Q: What were the steps you took the create the Instagram page?

So I remember investing in a couple of courses first, because I was like, my mind's going everywhere. I need some bit, of course, template, whatever.

So I first started with a simple Google search restaurants near me in Springfield. I ranked the top 30 or 50. Usually ranked them from like three stars and lower because of the fact that obviously they're not getting as much exposures.

They probably need more help because of the fact that they're struggling more with an online presence or just people talking about them online.

I went to some of them posted about those and then when people ask, like, hey, I need a restaurant recommendation. I was the guy for it. People were like, hey, I need to take my girlfriend out to eat somewhere. Where should I go? Here's a template of 50 restaurants like Pick and choose, buddy.

The overall aspect of being like, okay, well here's restaurants. Let's highlight some specials. Let's highlight where it is. Tag them, have them repost on their account, talk to someone in charge.

Maybe see if we want to do some collaborations and just overall kind of get a blood flowing of where could this restaurant be? And why do people not know about this place that serves a full meal for $6?

Q: What was the coolest thing that happened to you while building that Instagram page?

I was at the bar one time and this girl came up to me and she said, hey, I just want to let you know now, me and my boyfriend went to some of the restaurants because of the fact that we saw them on your page. I will never forget that moment.

Because the fact I was like, you know what? This is why I do that. I still think about to this day how storytelling online can lead anyone going from point A to point B.

Q: At what point did you decide to take a step back and focus on building the agency?

Since I graduated I'm not in Springfield anymore. I'm 3 hours away and so I kind of just have it as a portfolio at this point.

At some point one of my fraternity brother, who is an excellent photographer and videographer, reached out to me was like let's co-found a company, basically.

That agency ended up becoming 4Socialmarketing.

Q: How did you find clients when you first started? What was that process like?

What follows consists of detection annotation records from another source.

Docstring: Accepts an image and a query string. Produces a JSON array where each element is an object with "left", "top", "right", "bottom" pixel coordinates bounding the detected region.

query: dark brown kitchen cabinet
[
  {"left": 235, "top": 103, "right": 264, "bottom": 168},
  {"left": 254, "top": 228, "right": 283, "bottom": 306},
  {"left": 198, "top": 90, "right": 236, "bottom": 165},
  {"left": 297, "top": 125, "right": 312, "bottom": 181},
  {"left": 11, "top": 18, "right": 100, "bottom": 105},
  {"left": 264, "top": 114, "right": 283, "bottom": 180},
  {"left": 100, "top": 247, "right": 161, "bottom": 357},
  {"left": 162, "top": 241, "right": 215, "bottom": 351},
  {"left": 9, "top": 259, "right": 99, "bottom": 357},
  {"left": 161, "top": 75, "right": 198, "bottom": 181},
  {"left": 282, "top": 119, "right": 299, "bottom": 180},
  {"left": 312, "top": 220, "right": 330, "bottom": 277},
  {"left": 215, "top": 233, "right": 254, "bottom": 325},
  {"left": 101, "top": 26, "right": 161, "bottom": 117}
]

So it was at first family friends. I knew a buddy's father that runs a restaurant, so I reached out to him immediately.

But the rest of clients were from cold calls. I will live and die by cold calls. There's something about cold calls that puts a little hair in your chest.

It's the immediate people skills you have to have. It's like, all right, how do you get this person attention?

Whatever aspect they might say, like, you have to be able to pivot. You have to be able to schedule something out of this.

How can I really grab someone's attention that you have no idea, and they don't know you. How do you do that immediately?

And I've seen a lot more success with cold calls. Email is fine. It's just not as fast. I've seen emails work.

It's totally fine. I'm not bashing on it. But that was the main success we had was cold calling.

I've noticed that using platforms like specific Cold Reach platforms that give me phone numbers, calling up the phone number and then having that handwritten down list or Google Sheets, just basically crossing off who would be a worthy candidate, who wouldn't be. And then reaching back out if needed.